During 1964, O'Donnell served as a special assistant to the president and as executive director of the Democratic National Committee. Resigning in January 1965, O'Donnell returned to Massachusetts, where he lost the gubernatorial primary race against state attorney general Edward J. McCormack the next year.
In 1968, disgusted by the Vietnam War, he advised Robert Kennedy to seek the presidency. Following Kennedy's assassination in June, O'Donnell helped to shape the peace plank for the party platform, which was defeated at the Democratic National Convention in August.
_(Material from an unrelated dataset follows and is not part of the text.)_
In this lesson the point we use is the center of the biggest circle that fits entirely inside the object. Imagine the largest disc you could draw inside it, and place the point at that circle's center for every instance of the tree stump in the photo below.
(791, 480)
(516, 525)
Afterward, O'Donnell returned to his public-relations firm in Boston and assisted his brother in a printing business. In 1970, in collaboration with David Powers, he published a ghostwritten memoir, "Johnny, We Hardly Knew Ye, " detailing their association with John Kennedy. That same year, O'Donnell lost another bid for the Democratic gubernatorial nomination in Massachusetts, this time placing a disappointing fourth in the primary. In his two races, O'Donnell lacked the money, statewide recognition, and flair needed to be a successful candidate.
O'Donnell died in Boston from undisclosed illnesses apparently induced by alcoholism.
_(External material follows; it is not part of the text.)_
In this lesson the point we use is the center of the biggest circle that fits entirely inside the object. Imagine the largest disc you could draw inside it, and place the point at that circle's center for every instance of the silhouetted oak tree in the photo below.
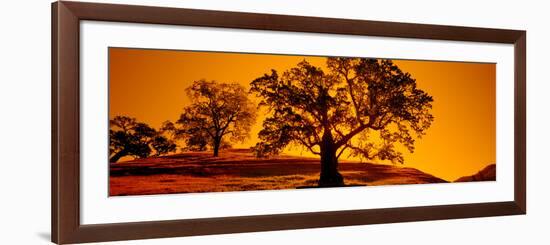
(217, 110)
(127, 137)
(360, 106)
Being president assistant to John Kennedy (1961-1963), O'Donnell so earned Kennedy's trust that he became one of the few people with whom the president was completely open. He was even part of the group of Kennedy's close advisers ("Irish Mafia"). In 1970, Kenneth O'Donnell published a memoir, "Johnny, We Hardly Knew Ye, " detailing their association with John Kennedy.
( This classic New York Times bestseller is an illuminati...)
During the 1960's, O'Donnell was a New Deal Democrat who believed that government should help the dispossessed; he was also one of the few Irish Catholics in Massachusetts who thought that red-baiter Joseph McCarthy was a discredit to his country.
Quotations: O'Donnell commented the assassination of John Kennedy: "I told the FBI what I had heard, but they said it couldn't have happened that way and that I must have been imagining things. So I testified the way they wanted me to. I just didn't want to stir up any more pain and trouble for the family. "
Kenneth O'Donnell was a member of the Democratic party.
Unlike the stereotypical Irish politician, the wiry, dour, and abrasive O'Donnell was a man of few words, most of them "no. " His thin, small mouth and unsmiling eyes and defiant face seemed to punctuate his expletives. So protective was the "iceman" of the president that he refused many visitors entry to the Oval Office. Consequently, with the president's concurrence, the genial Evelyn Lincoln, Kennedy's personal secretary, permitted staffers and select outsiders passage through her office. In this way, the president had the best of both worlds, for he could tell those he really did not want to see to contact O'Donnell; those who were more familiar with procedures merely went through Lincoln's office.
On September 19, 1948, O'Donnell married Helen Sullivan; the couple had five children. An intensely private person, O'Donnell managed to keep his family out of the spotlight. His wife died in January 1977; later that year he married Asta Hanna Helga Steinfatt.